There seem to be several API layers which influence this:
1. Number of OS level processes performing the copy in parallel.
2. Record size used buy the C-library read()/write() calls from these
processes.
3. NFS client rsize/wsize settings.
4. Ethernet MTU size.
5. Bandwidth of the ethernet network and switches.
So far we've played around with larger MTU and rsize/wsize settings
without seeing a huge difference. Since we have been using "cp" to
perform (1), we've not tweaked the record size at all at this point.
My suspicion is that we should be carefully coordinating the sizes
specified in for the layers 2, 3 and 4. Perhaps we should be using "dd"

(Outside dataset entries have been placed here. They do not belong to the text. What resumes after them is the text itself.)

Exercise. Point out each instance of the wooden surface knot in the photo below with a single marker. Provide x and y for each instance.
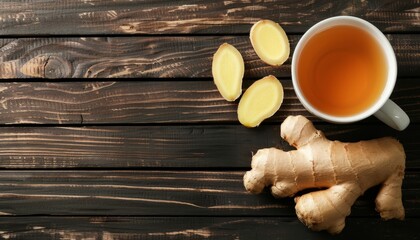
(57, 67)
(43, 66)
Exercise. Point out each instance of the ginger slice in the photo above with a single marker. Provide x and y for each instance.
(260, 101)
(270, 42)
(228, 71)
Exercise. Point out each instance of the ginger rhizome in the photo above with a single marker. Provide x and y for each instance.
(260, 101)
(270, 42)
(342, 172)
(228, 71)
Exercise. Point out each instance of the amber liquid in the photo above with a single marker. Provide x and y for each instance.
(342, 71)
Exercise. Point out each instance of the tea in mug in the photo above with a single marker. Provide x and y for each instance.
(342, 71)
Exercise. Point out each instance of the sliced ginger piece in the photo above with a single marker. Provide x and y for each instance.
(228, 71)
(270, 42)
(260, 101)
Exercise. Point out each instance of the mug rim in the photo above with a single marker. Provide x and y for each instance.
(384, 44)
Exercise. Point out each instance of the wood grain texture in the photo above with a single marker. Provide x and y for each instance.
(183, 17)
(192, 146)
(153, 57)
(100, 227)
(150, 102)
(159, 193)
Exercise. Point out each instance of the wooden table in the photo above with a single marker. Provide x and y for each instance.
(149, 149)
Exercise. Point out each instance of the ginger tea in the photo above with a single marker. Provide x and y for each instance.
(342, 71)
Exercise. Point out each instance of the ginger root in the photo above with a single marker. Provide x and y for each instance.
(270, 42)
(228, 71)
(260, 101)
(343, 171)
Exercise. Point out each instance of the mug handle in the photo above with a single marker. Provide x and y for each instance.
(392, 115)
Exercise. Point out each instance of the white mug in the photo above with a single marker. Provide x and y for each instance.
(383, 108)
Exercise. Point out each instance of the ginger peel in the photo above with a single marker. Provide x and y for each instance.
(270, 42)
(342, 171)
(260, 101)
(228, 70)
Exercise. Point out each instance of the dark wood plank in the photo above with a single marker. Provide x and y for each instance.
(159, 193)
(152, 57)
(196, 228)
(167, 17)
(150, 102)
(209, 146)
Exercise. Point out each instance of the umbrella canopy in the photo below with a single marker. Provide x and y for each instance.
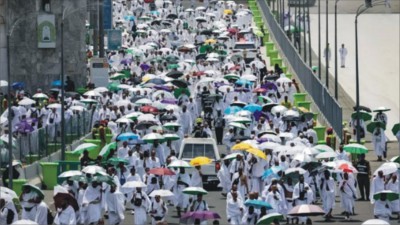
(150, 138)
(355, 149)
(373, 125)
(161, 171)
(70, 173)
(270, 218)
(93, 169)
(35, 189)
(306, 210)
(258, 204)
(85, 146)
(390, 195)
(201, 160)
(387, 168)
(375, 222)
(194, 191)
(179, 164)
(161, 193)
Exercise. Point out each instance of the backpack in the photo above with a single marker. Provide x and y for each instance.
(10, 216)
(50, 217)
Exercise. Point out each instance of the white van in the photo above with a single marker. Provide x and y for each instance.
(246, 49)
(194, 147)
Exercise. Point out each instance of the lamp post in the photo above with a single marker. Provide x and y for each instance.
(361, 9)
(336, 72)
(327, 52)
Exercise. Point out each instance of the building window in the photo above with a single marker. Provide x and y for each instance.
(45, 5)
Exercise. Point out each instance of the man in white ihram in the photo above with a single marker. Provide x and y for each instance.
(343, 54)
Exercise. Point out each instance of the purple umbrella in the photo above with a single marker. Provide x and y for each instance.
(270, 86)
(201, 215)
(24, 127)
(169, 101)
(162, 87)
(144, 67)
(126, 61)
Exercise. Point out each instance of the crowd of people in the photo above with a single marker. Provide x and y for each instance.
(185, 80)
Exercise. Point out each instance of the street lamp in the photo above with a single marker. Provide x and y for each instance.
(361, 9)
(336, 73)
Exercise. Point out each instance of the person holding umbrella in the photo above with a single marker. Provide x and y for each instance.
(65, 215)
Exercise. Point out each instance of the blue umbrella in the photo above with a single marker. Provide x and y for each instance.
(232, 110)
(258, 204)
(253, 107)
(18, 85)
(271, 171)
(127, 136)
(129, 18)
(243, 82)
(56, 83)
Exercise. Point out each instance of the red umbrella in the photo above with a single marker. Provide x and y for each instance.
(162, 171)
(237, 67)
(149, 109)
(259, 90)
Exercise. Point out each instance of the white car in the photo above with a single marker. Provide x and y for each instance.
(194, 147)
(246, 49)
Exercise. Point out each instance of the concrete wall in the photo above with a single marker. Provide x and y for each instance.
(39, 67)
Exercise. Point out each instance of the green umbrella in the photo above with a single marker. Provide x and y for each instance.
(85, 146)
(116, 161)
(35, 189)
(113, 86)
(173, 66)
(371, 126)
(270, 218)
(391, 196)
(106, 149)
(355, 149)
(396, 129)
(178, 92)
(363, 115)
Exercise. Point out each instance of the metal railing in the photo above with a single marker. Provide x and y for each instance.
(327, 105)
(42, 142)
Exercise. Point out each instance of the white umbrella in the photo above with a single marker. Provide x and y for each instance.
(3, 83)
(326, 155)
(375, 222)
(70, 173)
(24, 222)
(124, 120)
(40, 95)
(161, 193)
(387, 168)
(54, 106)
(26, 101)
(143, 101)
(134, 184)
(93, 169)
(179, 163)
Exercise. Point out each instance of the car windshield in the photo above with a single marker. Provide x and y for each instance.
(195, 150)
(245, 46)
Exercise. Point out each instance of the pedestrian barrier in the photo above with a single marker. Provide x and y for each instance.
(327, 105)
(49, 171)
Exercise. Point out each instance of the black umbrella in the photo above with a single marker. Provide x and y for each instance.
(157, 81)
(267, 107)
(169, 117)
(180, 83)
(240, 138)
(201, 56)
(174, 74)
(206, 32)
(362, 108)
(145, 125)
(172, 16)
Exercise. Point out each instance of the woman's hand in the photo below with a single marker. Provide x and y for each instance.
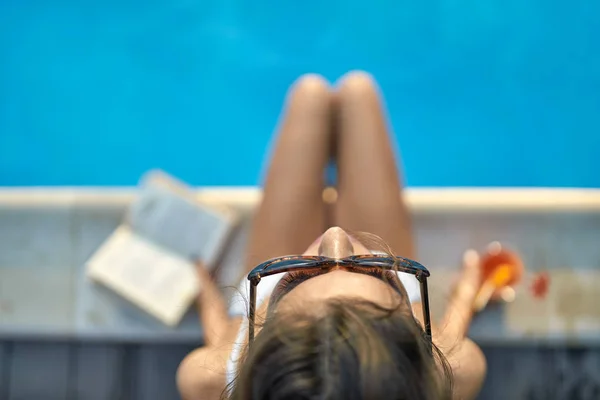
(465, 357)
(201, 375)
(212, 309)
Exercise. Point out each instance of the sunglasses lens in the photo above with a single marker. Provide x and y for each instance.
(290, 263)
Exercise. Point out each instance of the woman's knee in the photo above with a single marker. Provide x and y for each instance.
(311, 89)
(357, 84)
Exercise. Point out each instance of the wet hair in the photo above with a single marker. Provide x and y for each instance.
(351, 349)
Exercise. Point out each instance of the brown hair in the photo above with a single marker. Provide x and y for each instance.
(352, 350)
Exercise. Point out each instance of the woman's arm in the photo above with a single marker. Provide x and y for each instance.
(201, 374)
(464, 356)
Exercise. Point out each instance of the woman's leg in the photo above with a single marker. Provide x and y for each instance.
(369, 187)
(292, 213)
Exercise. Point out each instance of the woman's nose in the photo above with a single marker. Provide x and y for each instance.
(336, 243)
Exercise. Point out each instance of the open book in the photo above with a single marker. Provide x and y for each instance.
(150, 259)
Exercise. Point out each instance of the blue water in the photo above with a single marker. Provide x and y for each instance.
(480, 93)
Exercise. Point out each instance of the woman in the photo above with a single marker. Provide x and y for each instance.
(337, 334)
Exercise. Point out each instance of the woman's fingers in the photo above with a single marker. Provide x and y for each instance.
(459, 311)
(212, 309)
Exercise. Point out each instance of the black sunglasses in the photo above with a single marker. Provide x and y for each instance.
(299, 263)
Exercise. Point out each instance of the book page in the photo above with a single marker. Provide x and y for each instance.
(167, 217)
(157, 280)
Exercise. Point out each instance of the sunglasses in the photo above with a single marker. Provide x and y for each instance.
(307, 263)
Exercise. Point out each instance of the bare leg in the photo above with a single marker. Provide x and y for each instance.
(369, 187)
(292, 213)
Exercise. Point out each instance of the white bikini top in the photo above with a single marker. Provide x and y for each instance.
(239, 308)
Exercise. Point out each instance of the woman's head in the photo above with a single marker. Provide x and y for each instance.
(301, 290)
(350, 349)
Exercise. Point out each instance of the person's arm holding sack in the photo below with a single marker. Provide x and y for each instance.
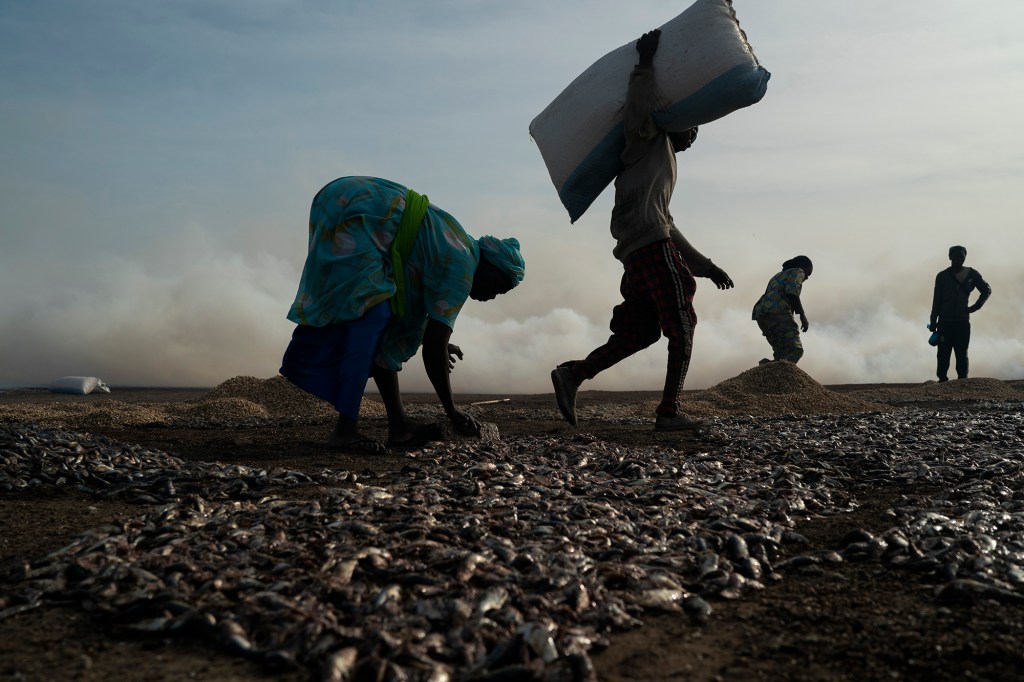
(699, 264)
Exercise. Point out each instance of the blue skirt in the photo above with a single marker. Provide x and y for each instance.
(334, 361)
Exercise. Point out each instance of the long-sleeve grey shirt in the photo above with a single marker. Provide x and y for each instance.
(644, 185)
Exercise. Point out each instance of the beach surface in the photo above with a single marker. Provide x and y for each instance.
(836, 617)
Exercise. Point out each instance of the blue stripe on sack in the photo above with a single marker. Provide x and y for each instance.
(736, 88)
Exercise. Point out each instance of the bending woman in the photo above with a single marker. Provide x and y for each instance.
(386, 272)
(775, 308)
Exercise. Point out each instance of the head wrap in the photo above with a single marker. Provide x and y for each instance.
(504, 254)
(798, 261)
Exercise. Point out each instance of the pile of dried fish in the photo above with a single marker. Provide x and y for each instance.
(514, 559)
(52, 458)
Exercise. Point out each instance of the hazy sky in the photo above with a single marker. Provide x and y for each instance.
(159, 159)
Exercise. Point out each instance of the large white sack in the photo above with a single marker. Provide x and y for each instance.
(704, 66)
(78, 385)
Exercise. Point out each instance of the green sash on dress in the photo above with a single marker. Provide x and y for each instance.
(412, 217)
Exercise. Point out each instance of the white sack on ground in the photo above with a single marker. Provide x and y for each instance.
(78, 385)
(706, 69)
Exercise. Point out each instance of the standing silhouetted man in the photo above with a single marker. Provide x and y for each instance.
(951, 311)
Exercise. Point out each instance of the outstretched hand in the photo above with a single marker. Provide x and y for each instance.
(720, 278)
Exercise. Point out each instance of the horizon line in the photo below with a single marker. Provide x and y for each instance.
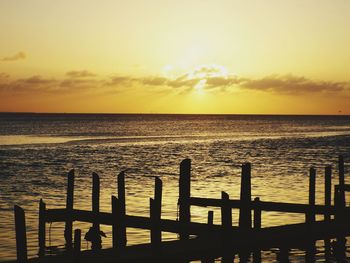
(152, 113)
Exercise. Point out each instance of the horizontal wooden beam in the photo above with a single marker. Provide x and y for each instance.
(167, 225)
(269, 206)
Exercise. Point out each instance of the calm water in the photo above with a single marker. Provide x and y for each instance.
(37, 151)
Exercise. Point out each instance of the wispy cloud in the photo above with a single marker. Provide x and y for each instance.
(18, 56)
(210, 79)
(80, 74)
(293, 85)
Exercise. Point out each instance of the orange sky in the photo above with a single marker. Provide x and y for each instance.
(161, 56)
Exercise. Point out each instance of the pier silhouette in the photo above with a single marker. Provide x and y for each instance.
(197, 241)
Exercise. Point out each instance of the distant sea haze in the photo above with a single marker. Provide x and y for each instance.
(37, 151)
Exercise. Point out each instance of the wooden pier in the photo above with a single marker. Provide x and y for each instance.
(197, 241)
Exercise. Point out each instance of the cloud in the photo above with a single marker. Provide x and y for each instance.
(293, 85)
(18, 56)
(210, 79)
(80, 74)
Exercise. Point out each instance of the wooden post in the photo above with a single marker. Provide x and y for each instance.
(209, 259)
(68, 230)
(21, 235)
(341, 181)
(310, 216)
(340, 250)
(41, 228)
(77, 244)
(184, 196)
(210, 221)
(96, 242)
(155, 214)
(121, 210)
(327, 203)
(257, 227)
(283, 255)
(245, 215)
(226, 223)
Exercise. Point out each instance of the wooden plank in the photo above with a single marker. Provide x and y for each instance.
(96, 241)
(257, 227)
(184, 196)
(155, 214)
(77, 244)
(269, 206)
(226, 223)
(310, 215)
(21, 234)
(41, 228)
(327, 203)
(68, 230)
(245, 215)
(121, 211)
(167, 225)
(118, 225)
(341, 181)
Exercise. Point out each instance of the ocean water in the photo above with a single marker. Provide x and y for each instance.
(38, 150)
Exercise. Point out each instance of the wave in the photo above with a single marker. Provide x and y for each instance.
(18, 140)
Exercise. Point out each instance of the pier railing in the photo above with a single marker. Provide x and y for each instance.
(197, 241)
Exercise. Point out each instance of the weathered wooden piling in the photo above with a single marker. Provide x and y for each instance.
(184, 197)
(212, 240)
(21, 235)
(311, 216)
(77, 244)
(210, 220)
(327, 203)
(121, 209)
(68, 230)
(257, 227)
(41, 228)
(155, 213)
(226, 224)
(341, 180)
(245, 214)
(95, 242)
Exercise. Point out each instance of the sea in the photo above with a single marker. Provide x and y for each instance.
(38, 150)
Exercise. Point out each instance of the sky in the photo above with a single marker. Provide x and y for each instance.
(162, 56)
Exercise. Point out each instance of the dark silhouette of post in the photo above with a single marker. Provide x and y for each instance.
(155, 214)
(41, 228)
(245, 214)
(121, 209)
(341, 181)
(96, 241)
(68, 230)
(77, 244)
(257, 227)
(184, 197)
(339, 246)
(210, 222)
(226, 224)
(327, 203)
(310, 215)
(21, 235)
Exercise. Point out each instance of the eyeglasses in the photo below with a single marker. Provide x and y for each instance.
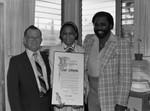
(33, 38)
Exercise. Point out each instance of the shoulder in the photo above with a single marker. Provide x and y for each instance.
(89, 36)
(80, 48)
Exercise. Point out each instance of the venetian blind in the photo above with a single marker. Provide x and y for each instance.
(48, 19)
(128, 19)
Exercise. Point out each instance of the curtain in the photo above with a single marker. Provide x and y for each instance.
(19, 15)
(142, 26)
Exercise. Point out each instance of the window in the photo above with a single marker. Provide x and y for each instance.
(89, 8)
(128, 20)
(48, 20)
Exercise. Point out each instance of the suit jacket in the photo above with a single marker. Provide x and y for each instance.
(23, 93)
(114, 71)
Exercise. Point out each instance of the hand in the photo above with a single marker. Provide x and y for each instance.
(76, 107)
(60, 105)
(120, 108)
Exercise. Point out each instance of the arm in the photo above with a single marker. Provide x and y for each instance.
(125, 73)
(86, 83)
(51, 59)
(13, 85)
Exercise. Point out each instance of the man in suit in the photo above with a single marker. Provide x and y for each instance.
(25, 89)
(107, 66)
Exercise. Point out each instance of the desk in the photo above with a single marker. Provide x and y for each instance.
(139, 101)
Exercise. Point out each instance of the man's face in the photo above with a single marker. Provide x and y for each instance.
(68, 35)
(101, 27)
(33, 40)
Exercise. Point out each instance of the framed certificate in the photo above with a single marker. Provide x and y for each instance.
(68, 78)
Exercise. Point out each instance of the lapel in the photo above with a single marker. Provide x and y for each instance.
(28, 68)
(109, 50)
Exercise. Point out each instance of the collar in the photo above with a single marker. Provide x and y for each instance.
(30, 53)
(112, 37)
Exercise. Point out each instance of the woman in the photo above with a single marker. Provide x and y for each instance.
(68, 37)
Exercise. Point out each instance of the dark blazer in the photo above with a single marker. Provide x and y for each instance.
(23, 93)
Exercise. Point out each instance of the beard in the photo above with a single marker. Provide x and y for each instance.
(102, 33)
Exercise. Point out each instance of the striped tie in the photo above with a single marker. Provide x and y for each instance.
(40, 74)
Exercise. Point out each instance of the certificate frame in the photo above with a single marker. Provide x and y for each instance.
(68, 78)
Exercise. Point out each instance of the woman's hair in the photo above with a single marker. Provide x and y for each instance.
(73, 25)
(104, 14)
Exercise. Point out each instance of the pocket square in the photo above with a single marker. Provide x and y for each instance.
(114, 55)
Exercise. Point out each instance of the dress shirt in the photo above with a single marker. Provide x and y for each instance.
(41, 62)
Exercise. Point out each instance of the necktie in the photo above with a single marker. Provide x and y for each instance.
(70, 49)
(40, 74)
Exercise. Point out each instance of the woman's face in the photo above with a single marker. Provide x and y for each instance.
(68, 35)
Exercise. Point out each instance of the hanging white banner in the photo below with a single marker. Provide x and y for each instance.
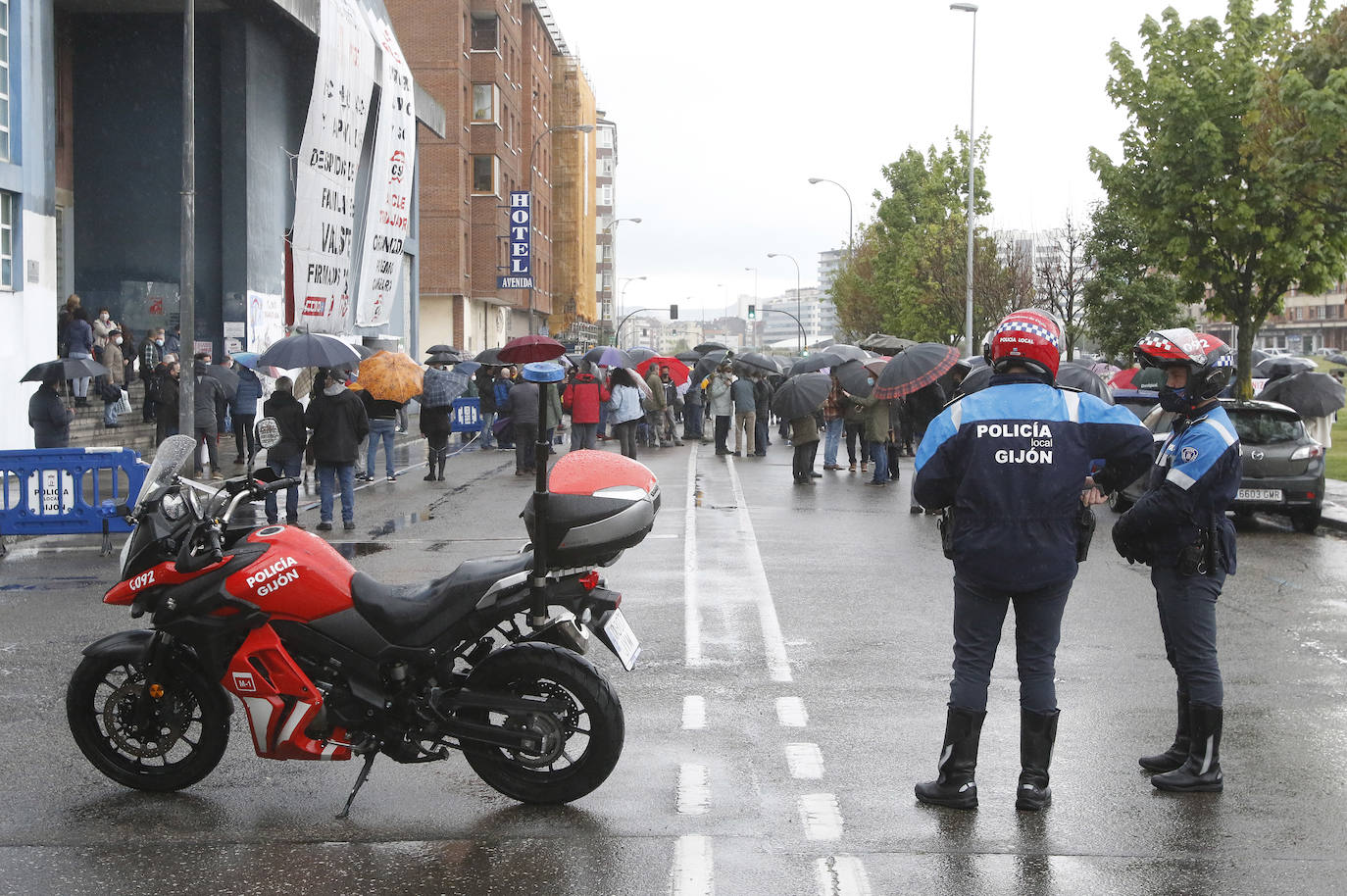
(328, 161)
(389, 183)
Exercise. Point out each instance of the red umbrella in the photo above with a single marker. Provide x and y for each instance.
(525, 349)
(676, 368)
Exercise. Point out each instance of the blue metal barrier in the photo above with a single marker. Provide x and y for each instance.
(68, 490)
(467, 416)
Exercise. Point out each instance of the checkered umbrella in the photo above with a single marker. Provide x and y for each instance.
(915, 368)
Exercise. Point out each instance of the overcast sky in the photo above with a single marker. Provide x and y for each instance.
(726, 108)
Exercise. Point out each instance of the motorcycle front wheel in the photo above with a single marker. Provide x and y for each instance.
(172, 747)
(580, 744)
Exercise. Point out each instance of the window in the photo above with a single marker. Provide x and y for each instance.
(483, 31)
(483, 174)
(7, 240)
(485, 103)
(4, 83)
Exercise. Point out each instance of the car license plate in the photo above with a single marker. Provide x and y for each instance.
(1259, 495)
(623, 640)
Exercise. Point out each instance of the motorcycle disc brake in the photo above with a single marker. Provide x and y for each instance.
(152, 740)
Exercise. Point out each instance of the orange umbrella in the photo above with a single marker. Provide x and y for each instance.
(389, 376)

instead of "cp" so we can control the record size being used. Since
the number of permutations of these three settings are large I was
hoping that I might get some advise from this list about a range of
values we should be investigating and any unpleasant interactions
between these levels of settings we should be aware of to narrow our
search. Also, if there are other major factors outside those listed I'd
appreciate being pointed in the right direction.
---
While I'm on the subject, has there been any discussion about adding an
NFS request that would allow copying files from one location to another
on the same NFS server without requiring a round trip to a client? Its
not at all uncommon to need to move data around in this manner and it
seems a huge waste of bandwidth to have to send all this data from the
server to the client just to have the client send the data back
unaltered to a different location. Such a COPY request would be high
level along the lines of RENAME and each server vendor could optimize
this for their particular hardware architecture. For our particular
application, having such a request would make a huge difference in
performance.
--
Jim Callahan - President - Temerity Software <www.temerity.us>
next reply other threads:[~2009-03-12 22:00 UTC|newest]
Thread overview: 4+ messages / expand[flat|nested] mbox.gz Atom feed top
2009-03-12 21:00 Jim Callahan [this message]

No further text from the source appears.